In order to create long-term change, it is important to take a closer look at inclusion and its development from a scientific perspective. During her post-doc studies, Ulrike Witten examined it at length with respect to religious education studies. She traced the context in which it arose and examined contradictions. And she pursued the question of how the term can be understood in the context of religious education studies. “I felt it was important to understand inclusion not only as a topic for religious education but also as a fundamental motivation for societal reform. That means finding out where there are unjust inequalities that need to be addressed,” she explains. This includes the question of whether non-denominational students should similarly participate in religious education like Christian students. She examined 15 different concepts of inclusion in religious education studies and analysed how they can impact religious education studies and where their limits lie.
Society’s heterogeneity is particularly evident in the area of religious education; many students now grow up in homes where Christianity plays no or only a very minor role, or they practice a different faith. “Reli-gious education teachers must be prepared for this reality,” says Witten, because only then can they react appropriately later on in their careers. The point is to provide religious education against the backdrop of this diversity. “A lot can be achieved if we are able to successfully invoke an awareness for this when training religious education students,” she says.
A further problem is the fact that teaching and research in the field of religious education studies is generally very strongly oriented towards grammar school education. “That is a limited view,” says Witten. The pressure is particularly high in secondary schools because it is precisely those pupils who often come from socially disadvantaged families or are children of migrants that often have a different religious background.
This is another reason why the 38-year-old believes the time has come for inclusion to be underpinned more and more by didactic methods. In other words, all academic subjects must consider the consequences and conclusions for their own academic discipline during teacher training.
Before Witten decided to become a researcher, she herself stood in front of a school class as a teacher. From 2010 to 2012 she completed her student traineeship at the Herder grammar school in Halle. At the time she was already the mother of a small son. In 2013 she defended her doctoral thesis. A short time later she gave birth to her second child and began teaching at Elisabeth Gymnasium, a Catholic grammar school in Halle. “I loved going chronologically through the school year with the students. I sometimes miss that now,” she says. Because, she says, you’re more of a lone wolf in the world of research.
But she does not regret taking the path she has taken. According to her, the contact she has to the many interesting colleagues whom she runs into every day at the university is priceless. “The diversity and coexistence of the different subjects” is something she particularly likes. “You will always get a profound answer from whomever you pose the question to,” says the researcher, who has also been the Equal Opportunities Officer in the Faculty of Theology since 2016.

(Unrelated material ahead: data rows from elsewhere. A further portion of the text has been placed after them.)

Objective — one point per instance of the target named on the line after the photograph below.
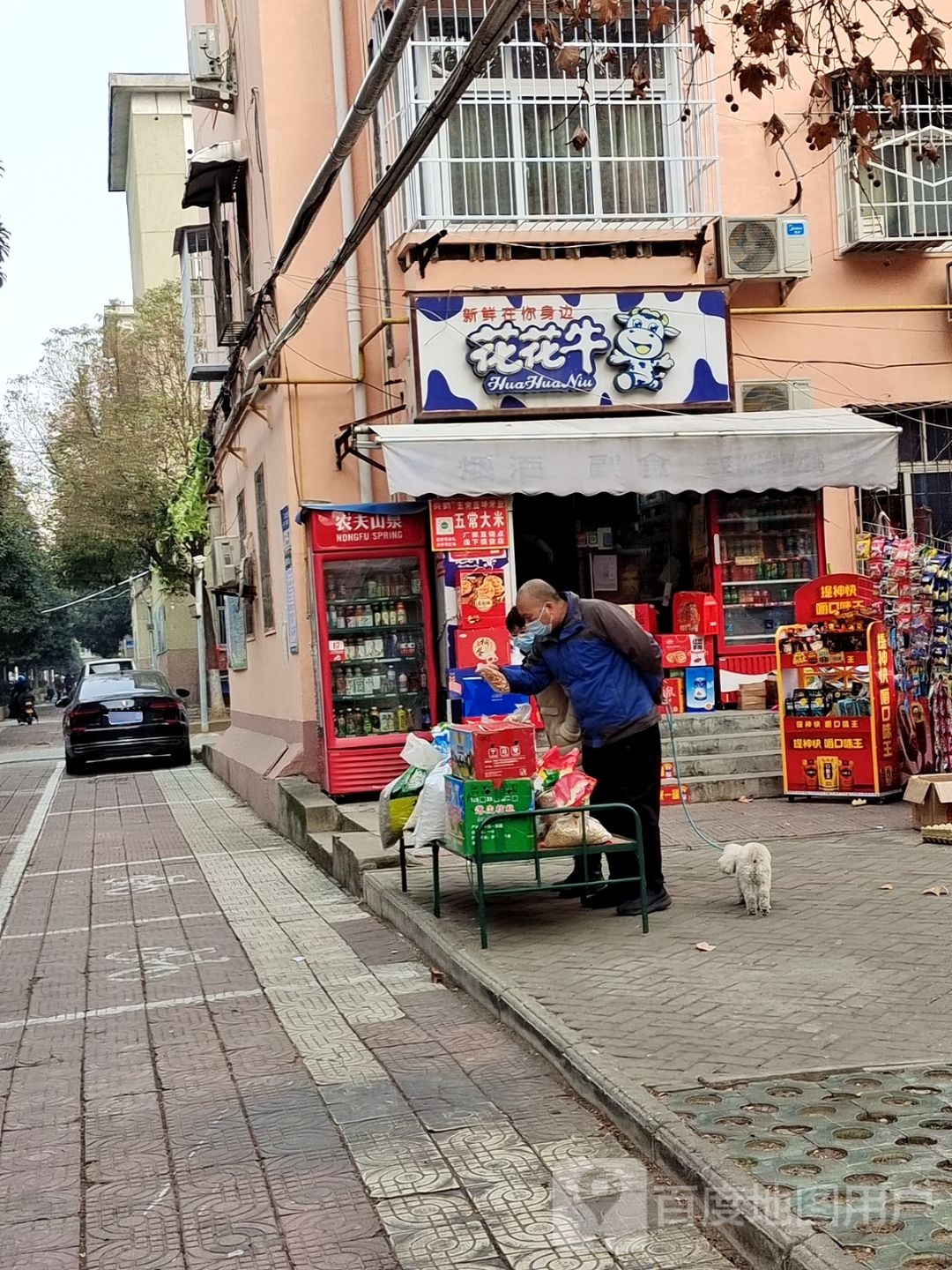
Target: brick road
(211, 1056)
(841, 973)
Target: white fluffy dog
(750, 862)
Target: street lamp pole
(198, 562)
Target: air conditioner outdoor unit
(775, 395)
(227, 559)
(766, 247)
(205, 61)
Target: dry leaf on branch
(659, 16)
(547, 34)
(579, 138)
(775, 129)
(568, 60)
(755, 79)
(607, 11)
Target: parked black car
(123, 716)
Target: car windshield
(98, 687)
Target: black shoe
(577, 884)
(608, 895)
(657, 903)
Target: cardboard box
(693, 612)
(698, 689)
(931, 798)
(481, 597)
(673, 692)
(482, 644)
(476, 698)
(675, 794)
(498, 753)
(645, 615)
(470, 802)
(682, 651)
(752, 696)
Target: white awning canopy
(639, 455)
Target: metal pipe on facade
(348, 213)
(351, 122)
(485, 41)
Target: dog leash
(701, 834)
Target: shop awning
(640, 455)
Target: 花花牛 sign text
(591, 351)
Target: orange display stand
(837, 695)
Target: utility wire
(95, 594)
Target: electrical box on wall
(764, 247)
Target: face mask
(539, 629)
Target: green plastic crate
(470, 802)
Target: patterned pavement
(211, 1056)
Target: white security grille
(205, 360)
(904, 196)
(505, 153)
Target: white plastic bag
(429, 818)
(418, 752)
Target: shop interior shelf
(369, 600)
(376, 661)
(766, 519)
(376, 696)
(355, 630)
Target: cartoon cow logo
(639, 348)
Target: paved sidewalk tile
(212, 1056)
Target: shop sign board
(591, 351)
(470, 525)
(344, 530)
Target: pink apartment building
(628, 366)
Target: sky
(70, 249)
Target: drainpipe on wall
(348, 213)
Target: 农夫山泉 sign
(589, 351)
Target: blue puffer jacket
(606, 661)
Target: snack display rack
(837, 695)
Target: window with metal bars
(507, 153)
(264, 554)
(903, 196)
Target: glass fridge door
(376, 646)
(768, 550)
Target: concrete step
(723, 721)
(732, 764)
(723, 743)
(726, 788)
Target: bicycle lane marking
(17, 865)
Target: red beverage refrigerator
(375, 628)
(766, 546)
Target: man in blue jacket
(612, 671)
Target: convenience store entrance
(632, 549)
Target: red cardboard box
(645, 615)
(675, 794)
(693, 612)
(481, 597)
(673, 693)
(482, 644)
(496, 753)
(678, 652)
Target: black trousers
(629, 771)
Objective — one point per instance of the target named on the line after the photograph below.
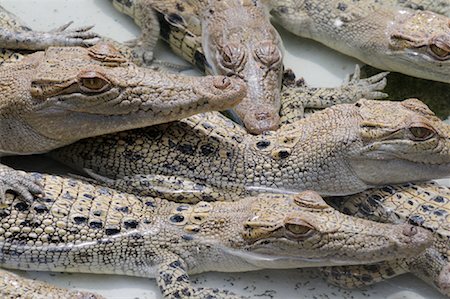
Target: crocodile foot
(369, 88)
(81, 36)
(20, 182)
(443, 282)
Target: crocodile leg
(148, 21)
(34, 40)
(174, 282)
(438, 6)
(19, 182)
(295, 99)
(357, 276)
(15, 35)
(14, 286)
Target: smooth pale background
(320, 66)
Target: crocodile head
(243, 44)
(420, 40)
(399, 142)
(302, 230)
(78, 92)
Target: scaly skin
(416, 43)
(438, 6)
(239, 41)
(53, 98)
(426, 205)
(258, 45)
(80, 227)
(340, 150)
(14, 35)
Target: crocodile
(438, 6)
(340, 150)
(180, 25)
(16, 38)
(426, 205)
(379, 33)
(55, 97)
(81, 227)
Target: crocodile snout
(414, 238)
(262, 120)
(222, 91)
(410, 231)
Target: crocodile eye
(93, 82)
(222, 83)
(421, 133)
(268, 53)
(438, 51)
(232, 57)
(298, 229)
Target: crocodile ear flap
(310, 199)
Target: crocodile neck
(213, 150)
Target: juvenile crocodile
(14, 35)
(53, 98)
(426, 205)
(438, 6)
(341, 150)
(79, 227)
(379, 33)
(217, 43)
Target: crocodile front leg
(358, 276)
(438, 6)
(35, 40)
(19, 182)
(174, 282)
(295, 99)
(146, 19)
(14, 286)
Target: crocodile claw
(81, 36)
(369, 88)
(20, 182)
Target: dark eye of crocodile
(93, 82)
(232, 57)
(438, 52)
(421, 133)
(268, 53)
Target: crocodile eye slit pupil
(93, 83)
(421, 133)
(297, 229)
(438, 51)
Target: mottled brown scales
(425, 205)
(438, 6)
(16, 38)
(82, 227)
(380, 33)
(253, 54)
(208, 157)
(55, 97)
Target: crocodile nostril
(262, 115)
(410, 231)
(222, 83)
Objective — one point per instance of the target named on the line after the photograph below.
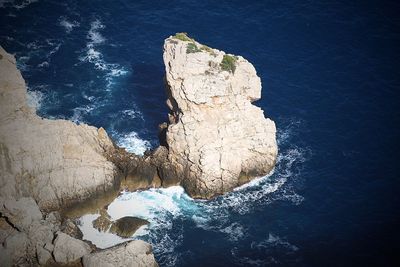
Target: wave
(94, 56)
(167, 208)
(34, 99)
(17, 4)
(259, 253)
(68, 25)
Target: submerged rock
(127, 226)
(216, 138)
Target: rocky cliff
(55, 161)
(216, 138)
(48, 165)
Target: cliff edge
(216, 138)
(54, 161)
(48, 165)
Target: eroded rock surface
(216, 138)
(135, 253)
(47, 165)
(57, 162)
(68, 249)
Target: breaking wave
(68, 25)
(34, 99)
(94, 56)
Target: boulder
(135, 253)
(68, 249)
(103, 222)
(216, 138)
(127, 226)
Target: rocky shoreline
(215, 140)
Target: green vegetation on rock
(183, 37)
(192, 48)
(228, 63)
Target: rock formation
(216, 138)
(48, 165)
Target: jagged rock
(21, 213)
(216, 138)
(57, 162)
(70, 228)
(136, 253)
(39, 234)
(53, 219)
(43, 255)
(68, 249)
(14, 251)
(127, 226)
(103, 222)
(5, 230)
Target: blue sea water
(331, 81)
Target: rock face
(55, 161)
(135, 253)
(68, 249)
(216, 138)
(47, 165)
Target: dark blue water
(331, 79)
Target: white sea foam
(34, 99)
(133, 144)
(273, 241)
(68, 25)
(17, 4)
(163, 207)
(93, 54)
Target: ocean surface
(331, 81)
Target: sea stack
(216, 138)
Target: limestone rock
(68, 249)
(136, 253)
(43, 255)
(216, 138)
(57, 162)
(15, 249)
(127, 226)
(22, 212)
(70, 228)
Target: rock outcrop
(48, 165)
(54, 161)
(216, 138)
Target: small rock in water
(127, 226)
(103, 222)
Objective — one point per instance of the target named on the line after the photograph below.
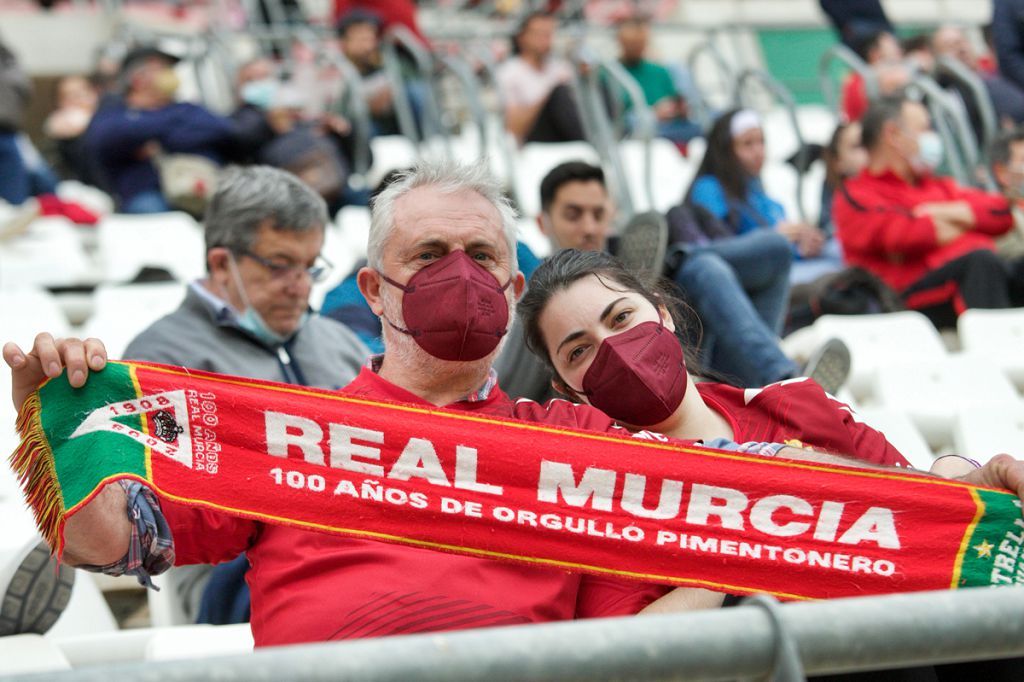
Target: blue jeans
(739, 288)
(15, 181)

By its very nature, she says, the office is closely linked to inclusion because it is about promoting those who are underrepresented. And in science, unfortunately, they are still often women. Ulrike Witten calls it “inconceivable” that, in March 2020, she was still only the first woman ever to do a post-doc degree in the Faculty of Theology. “However,” she adds, “I am just one of a new group of young female scientists for whom the ground has been prepared by earlier generations of women.” This is encouraging. She herself has received a great deal of support along the way, for example through a mentoring program that was designed to reduce the still too high exit ratio of women who have completed their PhDs. Such support tools are more than desirable, says Ulrike Witten.